# Awesome Bomb



## chasingstanley (Jan 24, 2011)

Thanks David (dmgizzo) for these Great Cigars brother - I will definately enjoy them. :smokin:


----------



## WyldKnyght (Apr 1, 2011)

Congrats... Nice hit


----------



## Batista30 (Sep 13, 2010)

Another awesome bomb by David. I was his "first" bomb and he absolutely destroyed my mailbox (along with 25 other people or so). I plan to review some of his cigars in a few weeks, very much looking forward to it.
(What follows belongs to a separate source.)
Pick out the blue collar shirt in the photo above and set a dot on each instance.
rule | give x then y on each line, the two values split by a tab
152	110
Great selection once again, Nick light em up!


----------



## Oldmso54 (Jul 31, 2010)

Yes - very nice selection there! Enjoy and nice hit by David!


----------



## BlackandGold508 (Jan 23, 2011)

wow !! Very Nice, Enjoy em bro.


----------



## Hannibal (Apr 22, 2011)

Very Nice!!


----------



## iMarc (Feb 24, 2010)

Damn!


----------



## dr.dirty (Apr 21, 2011)

Damn!!! Nice......


----------



## dmgizzo (Dec 13, 2010)

Nick, My pleasure, hope you enjoy them as much as I do. I'll be interested to hear your thoughts on how the Fuente's measure up to some of that Island's finest !!


----------



## Cigar_Drew (Apr 5, 2011)

Sweet!!!


----------



## Frodo (Oct 1, 2009)

Wow! Nice way to find out about fuente...:clap2:


----------



## Rock31 (Sep 30, 2010)

Nice Fuente bomb!


----------



## djangos (Mar 14, 2011)

Sweet bomb David! Enjoy the Fuentes!


----------



## Big Bull (Mar 22, 2011)

Damn fine Fuente Bomb you got there.....:wacko:


----------



## seank1 (Dec 23, 2010)

Very nice enjoy!


----------



## hoosiers2006 (Nov 23, 2010)

nice bomb!


----------



## Fatboy501 (May 11, 2011)

I know you'll enjoy the Fuente bomb.... I recently had my first, and I loved it!


----------



## primetime76 (Feb 8, 2011)

Holy Fuente bomb! Enjoy!


----------